This week, we’re staying with the idea of career choice but are going about as far as away as you can get from Holland’s career congruence and person-environment fit — so hold on.
In the 1988 film “Bull Durham,” aging minor league baseball catcher and slugger Crash Davis (Kevin Costner) complains to Annie Savoy (Susan Sarandon) about the inherent unfairness that she, rather than he or Ebby Calvin LaLoosh (Tim Robbins), gets to decide which of the two will receive her personal favors and coaching mentorship for the season. He asks her, “Why do you get to choose?… Why don’t I get to choose? Why doesn’t he get to choose?”
She replies, “Well, actually, nobody on this planet ever really chooses… I mean, it’s all a question of quantum physics, molecular attraction, and timing. Why, there are laws we don’t understand that bring us together and tear us apart.”
Organizational writer Gareth Morgan, in his Images of Organizations (Sage, 1997) explores the use of nine metaphors to examine ways of considering organizations. One of those metaphors, “flux and transformation” (see chapter nine) presents us with four “logics of change,” embracing all of the ideas to which Annie alluded — and much more.

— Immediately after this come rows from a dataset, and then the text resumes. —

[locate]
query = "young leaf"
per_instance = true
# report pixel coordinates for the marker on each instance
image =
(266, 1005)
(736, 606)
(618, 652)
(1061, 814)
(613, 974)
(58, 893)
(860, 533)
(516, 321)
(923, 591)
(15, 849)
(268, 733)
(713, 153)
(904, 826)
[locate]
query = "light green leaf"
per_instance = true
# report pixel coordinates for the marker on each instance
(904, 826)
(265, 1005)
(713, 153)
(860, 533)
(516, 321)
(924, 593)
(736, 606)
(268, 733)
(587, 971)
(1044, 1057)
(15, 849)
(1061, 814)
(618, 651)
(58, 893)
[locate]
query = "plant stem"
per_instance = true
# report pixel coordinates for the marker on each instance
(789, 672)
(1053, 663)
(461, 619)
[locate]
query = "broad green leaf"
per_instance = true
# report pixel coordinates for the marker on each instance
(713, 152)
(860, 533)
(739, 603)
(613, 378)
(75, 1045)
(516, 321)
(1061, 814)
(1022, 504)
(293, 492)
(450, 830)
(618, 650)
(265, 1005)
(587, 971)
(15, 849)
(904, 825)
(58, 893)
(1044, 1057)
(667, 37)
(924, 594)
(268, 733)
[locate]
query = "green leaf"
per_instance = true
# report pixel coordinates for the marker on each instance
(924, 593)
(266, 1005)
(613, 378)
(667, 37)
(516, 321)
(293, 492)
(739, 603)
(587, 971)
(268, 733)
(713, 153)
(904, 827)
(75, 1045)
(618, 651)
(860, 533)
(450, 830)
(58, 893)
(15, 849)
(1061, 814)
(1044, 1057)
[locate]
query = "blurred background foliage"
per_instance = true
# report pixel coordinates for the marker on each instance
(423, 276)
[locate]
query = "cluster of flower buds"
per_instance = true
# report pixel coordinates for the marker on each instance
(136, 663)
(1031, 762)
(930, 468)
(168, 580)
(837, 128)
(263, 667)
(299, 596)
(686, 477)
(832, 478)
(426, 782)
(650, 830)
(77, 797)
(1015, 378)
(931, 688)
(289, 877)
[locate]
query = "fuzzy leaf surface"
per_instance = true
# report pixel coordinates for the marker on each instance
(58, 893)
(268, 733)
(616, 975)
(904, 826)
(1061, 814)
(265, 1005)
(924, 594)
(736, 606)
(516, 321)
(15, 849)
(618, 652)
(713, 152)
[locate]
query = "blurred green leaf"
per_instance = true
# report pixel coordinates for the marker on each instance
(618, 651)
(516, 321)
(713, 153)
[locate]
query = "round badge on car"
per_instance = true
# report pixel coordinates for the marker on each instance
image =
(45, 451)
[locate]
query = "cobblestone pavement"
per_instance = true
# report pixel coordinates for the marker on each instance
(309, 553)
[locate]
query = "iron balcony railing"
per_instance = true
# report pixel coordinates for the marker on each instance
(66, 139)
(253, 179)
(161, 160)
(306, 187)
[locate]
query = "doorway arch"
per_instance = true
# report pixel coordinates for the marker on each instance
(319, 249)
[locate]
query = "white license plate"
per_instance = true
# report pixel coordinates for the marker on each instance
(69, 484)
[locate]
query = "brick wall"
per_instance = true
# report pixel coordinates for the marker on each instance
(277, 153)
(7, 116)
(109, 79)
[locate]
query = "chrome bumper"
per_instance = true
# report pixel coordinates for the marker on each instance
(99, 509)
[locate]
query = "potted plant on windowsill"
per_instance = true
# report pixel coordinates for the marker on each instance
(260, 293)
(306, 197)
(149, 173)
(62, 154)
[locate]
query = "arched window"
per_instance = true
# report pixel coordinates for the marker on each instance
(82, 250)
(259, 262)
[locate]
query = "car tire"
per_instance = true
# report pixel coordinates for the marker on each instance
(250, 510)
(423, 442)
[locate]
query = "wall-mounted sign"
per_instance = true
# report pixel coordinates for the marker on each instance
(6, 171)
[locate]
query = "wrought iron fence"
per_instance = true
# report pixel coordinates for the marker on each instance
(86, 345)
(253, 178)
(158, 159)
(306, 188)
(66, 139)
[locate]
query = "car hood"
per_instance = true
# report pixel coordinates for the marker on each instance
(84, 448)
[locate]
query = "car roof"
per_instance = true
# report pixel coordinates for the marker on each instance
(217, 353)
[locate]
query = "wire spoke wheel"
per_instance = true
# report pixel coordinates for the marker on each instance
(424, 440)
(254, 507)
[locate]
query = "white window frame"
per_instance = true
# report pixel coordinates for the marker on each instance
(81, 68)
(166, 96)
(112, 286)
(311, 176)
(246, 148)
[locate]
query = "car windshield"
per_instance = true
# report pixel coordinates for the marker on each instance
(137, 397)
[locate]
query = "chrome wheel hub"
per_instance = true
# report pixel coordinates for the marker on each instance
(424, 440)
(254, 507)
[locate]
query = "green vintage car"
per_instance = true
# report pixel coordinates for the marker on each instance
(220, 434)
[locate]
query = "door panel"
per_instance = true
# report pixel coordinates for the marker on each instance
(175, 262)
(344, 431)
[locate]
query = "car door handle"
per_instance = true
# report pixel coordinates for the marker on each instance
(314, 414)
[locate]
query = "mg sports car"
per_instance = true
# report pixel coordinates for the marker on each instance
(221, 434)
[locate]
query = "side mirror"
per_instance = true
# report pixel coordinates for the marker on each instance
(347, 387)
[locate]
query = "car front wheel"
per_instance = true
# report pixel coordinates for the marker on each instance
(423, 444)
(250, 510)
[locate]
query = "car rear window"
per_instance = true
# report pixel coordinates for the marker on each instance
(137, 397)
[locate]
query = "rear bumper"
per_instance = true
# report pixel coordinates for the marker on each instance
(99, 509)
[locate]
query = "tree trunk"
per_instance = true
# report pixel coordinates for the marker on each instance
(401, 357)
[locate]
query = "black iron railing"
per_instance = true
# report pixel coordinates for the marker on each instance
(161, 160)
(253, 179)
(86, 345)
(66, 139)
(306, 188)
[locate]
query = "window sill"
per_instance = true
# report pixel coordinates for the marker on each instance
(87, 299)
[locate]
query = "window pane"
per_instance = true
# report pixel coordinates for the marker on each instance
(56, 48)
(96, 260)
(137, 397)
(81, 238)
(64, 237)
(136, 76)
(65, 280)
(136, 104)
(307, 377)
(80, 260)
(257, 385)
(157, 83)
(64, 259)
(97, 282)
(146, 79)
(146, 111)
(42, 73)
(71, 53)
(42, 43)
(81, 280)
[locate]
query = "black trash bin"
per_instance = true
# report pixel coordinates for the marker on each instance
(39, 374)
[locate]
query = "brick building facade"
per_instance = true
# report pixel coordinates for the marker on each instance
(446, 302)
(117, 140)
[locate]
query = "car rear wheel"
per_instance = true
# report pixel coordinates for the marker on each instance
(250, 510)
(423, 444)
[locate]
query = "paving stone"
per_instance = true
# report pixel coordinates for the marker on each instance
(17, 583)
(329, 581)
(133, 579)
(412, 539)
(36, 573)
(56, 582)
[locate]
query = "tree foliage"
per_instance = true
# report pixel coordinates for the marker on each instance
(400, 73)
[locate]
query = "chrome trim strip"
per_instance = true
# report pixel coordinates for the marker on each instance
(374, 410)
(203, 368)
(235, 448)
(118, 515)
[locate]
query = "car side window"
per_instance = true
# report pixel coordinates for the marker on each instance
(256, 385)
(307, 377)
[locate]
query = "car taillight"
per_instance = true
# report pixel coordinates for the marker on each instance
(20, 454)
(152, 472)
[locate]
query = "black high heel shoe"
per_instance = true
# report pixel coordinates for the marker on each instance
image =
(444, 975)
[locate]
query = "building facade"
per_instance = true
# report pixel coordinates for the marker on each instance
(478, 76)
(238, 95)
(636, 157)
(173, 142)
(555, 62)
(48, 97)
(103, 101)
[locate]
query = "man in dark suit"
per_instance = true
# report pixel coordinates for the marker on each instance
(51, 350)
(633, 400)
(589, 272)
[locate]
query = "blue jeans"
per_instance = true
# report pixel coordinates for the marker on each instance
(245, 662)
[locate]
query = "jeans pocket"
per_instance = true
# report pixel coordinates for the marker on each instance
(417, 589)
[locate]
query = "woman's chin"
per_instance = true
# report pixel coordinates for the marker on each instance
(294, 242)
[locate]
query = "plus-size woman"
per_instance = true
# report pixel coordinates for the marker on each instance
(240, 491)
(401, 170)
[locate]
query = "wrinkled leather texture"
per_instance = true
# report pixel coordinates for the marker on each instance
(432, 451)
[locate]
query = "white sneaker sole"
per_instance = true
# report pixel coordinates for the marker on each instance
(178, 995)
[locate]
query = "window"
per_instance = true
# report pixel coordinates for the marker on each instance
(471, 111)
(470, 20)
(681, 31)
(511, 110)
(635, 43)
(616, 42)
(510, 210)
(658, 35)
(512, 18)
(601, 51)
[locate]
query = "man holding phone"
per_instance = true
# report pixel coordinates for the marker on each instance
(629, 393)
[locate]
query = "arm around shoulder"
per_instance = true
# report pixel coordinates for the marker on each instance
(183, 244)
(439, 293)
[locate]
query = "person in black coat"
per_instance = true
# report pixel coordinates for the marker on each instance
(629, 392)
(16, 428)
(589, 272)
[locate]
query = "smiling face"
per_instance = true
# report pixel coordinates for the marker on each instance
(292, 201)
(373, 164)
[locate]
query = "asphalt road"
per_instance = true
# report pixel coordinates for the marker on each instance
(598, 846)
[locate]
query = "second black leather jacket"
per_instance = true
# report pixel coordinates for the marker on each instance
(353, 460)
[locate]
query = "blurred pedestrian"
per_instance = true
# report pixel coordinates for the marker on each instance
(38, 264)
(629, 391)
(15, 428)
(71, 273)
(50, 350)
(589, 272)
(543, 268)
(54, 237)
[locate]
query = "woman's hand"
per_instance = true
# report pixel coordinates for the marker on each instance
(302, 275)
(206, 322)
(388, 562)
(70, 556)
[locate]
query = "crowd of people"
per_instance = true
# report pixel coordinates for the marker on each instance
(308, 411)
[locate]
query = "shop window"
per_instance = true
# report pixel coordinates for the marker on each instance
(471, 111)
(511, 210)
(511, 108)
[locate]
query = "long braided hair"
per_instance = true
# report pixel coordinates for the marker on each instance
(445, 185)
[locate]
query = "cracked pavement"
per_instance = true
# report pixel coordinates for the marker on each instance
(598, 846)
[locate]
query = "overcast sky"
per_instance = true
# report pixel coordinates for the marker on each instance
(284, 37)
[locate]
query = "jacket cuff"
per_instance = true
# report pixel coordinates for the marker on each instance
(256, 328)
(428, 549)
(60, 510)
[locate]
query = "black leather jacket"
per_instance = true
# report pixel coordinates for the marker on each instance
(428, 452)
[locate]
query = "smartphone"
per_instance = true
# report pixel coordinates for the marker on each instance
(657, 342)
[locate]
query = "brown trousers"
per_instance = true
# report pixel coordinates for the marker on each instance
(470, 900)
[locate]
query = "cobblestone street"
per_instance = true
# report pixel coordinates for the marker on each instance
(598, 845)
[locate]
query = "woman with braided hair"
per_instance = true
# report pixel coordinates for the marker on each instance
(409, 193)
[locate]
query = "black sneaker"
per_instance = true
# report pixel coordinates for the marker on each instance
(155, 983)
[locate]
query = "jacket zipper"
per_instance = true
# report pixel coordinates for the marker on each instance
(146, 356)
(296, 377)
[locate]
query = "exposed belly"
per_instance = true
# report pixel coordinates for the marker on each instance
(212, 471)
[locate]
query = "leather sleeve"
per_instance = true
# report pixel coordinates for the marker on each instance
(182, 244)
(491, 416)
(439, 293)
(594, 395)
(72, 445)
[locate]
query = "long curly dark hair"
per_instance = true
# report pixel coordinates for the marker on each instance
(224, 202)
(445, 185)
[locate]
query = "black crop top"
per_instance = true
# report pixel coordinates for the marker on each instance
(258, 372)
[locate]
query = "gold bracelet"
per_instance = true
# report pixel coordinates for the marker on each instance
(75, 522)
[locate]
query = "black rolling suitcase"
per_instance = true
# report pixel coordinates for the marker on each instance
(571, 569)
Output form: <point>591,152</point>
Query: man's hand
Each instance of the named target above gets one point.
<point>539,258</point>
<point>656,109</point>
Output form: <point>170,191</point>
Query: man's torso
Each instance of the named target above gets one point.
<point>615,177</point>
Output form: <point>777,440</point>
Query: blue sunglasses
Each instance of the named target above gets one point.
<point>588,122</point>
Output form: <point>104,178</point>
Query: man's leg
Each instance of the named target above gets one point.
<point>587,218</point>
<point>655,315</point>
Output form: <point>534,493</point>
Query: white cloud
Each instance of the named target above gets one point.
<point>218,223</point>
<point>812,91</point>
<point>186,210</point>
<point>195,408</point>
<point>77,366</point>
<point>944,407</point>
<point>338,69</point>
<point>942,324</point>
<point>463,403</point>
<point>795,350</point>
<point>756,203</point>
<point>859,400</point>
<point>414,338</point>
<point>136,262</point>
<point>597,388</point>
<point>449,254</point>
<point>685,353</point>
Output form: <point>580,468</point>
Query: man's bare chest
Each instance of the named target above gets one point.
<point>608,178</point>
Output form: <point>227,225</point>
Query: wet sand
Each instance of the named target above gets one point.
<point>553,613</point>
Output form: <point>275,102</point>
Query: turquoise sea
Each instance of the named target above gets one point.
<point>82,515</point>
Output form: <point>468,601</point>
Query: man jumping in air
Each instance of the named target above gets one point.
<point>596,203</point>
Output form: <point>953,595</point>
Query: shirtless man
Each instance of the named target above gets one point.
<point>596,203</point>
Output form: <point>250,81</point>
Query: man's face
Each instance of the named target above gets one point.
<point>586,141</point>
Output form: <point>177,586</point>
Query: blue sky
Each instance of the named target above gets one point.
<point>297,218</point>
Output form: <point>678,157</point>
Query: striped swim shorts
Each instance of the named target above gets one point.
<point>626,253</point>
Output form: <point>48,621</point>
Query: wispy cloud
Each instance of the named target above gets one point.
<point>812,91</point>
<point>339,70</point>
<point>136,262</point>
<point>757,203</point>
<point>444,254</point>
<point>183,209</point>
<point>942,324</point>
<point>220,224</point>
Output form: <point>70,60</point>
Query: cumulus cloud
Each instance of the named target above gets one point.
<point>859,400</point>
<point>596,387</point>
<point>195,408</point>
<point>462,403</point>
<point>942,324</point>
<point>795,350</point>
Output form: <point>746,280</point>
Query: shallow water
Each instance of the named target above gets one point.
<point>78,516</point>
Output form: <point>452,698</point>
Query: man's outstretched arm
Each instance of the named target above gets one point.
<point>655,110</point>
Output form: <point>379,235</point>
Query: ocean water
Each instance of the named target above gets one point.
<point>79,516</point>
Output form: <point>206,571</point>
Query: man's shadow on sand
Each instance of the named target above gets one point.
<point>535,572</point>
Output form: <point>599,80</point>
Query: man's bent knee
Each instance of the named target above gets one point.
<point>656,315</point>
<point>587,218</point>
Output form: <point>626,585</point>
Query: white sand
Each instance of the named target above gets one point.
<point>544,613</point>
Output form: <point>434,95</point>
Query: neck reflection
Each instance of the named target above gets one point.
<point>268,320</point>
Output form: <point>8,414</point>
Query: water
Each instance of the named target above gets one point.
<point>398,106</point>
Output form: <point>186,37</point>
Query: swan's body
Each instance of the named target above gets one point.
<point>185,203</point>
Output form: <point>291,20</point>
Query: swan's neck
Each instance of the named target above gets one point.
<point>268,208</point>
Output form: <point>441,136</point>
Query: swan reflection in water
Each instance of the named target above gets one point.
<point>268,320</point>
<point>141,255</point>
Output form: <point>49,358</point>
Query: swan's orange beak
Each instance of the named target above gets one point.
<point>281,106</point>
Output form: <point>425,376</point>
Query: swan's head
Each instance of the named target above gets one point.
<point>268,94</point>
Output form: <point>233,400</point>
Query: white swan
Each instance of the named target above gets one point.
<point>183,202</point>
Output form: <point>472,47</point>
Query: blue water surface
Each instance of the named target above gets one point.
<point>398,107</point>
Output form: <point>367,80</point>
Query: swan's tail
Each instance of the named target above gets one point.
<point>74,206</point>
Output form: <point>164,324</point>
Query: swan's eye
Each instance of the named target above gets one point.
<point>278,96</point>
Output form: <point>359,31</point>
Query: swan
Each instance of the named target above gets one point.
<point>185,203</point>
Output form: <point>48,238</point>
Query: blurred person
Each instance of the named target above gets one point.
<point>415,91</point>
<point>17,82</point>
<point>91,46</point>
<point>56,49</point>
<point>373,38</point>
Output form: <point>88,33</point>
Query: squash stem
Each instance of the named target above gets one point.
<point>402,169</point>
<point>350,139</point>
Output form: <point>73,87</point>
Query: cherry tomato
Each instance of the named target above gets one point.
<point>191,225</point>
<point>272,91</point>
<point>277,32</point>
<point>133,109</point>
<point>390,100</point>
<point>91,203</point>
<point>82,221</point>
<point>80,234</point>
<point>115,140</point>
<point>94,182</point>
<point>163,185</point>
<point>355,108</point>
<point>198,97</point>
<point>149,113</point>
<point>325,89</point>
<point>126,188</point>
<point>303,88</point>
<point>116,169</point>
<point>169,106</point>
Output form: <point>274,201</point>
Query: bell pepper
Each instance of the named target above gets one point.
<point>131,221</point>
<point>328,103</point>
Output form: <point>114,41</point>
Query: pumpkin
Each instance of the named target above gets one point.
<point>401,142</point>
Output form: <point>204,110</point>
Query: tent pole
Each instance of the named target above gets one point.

Morgan’s second logic of change, “shifting `attractors;” the logic of chaos and complexity is particularly interesting. Though this book was written with regard to the relationship between organizations and their environments, it’s fun to layer some of these ideas onto individuals and their careers. As we discussed last week, the applicability of choice when considering careers is open to question. A great career fit based on congruence may or may not exist. If it does exist, it may be difficult to discover — or its competitive nature may exclude all but the most skilled and talented. It may be a career that’s gone in 20 or even 10 years, or it may require the careerist to play a role that doesn’t seem quite as attractive a few years down the road.
So, then where else might we look in making career choices?
Drawing from the theories that inform Morgan’s second logic of change, here are some ideas for you ponder.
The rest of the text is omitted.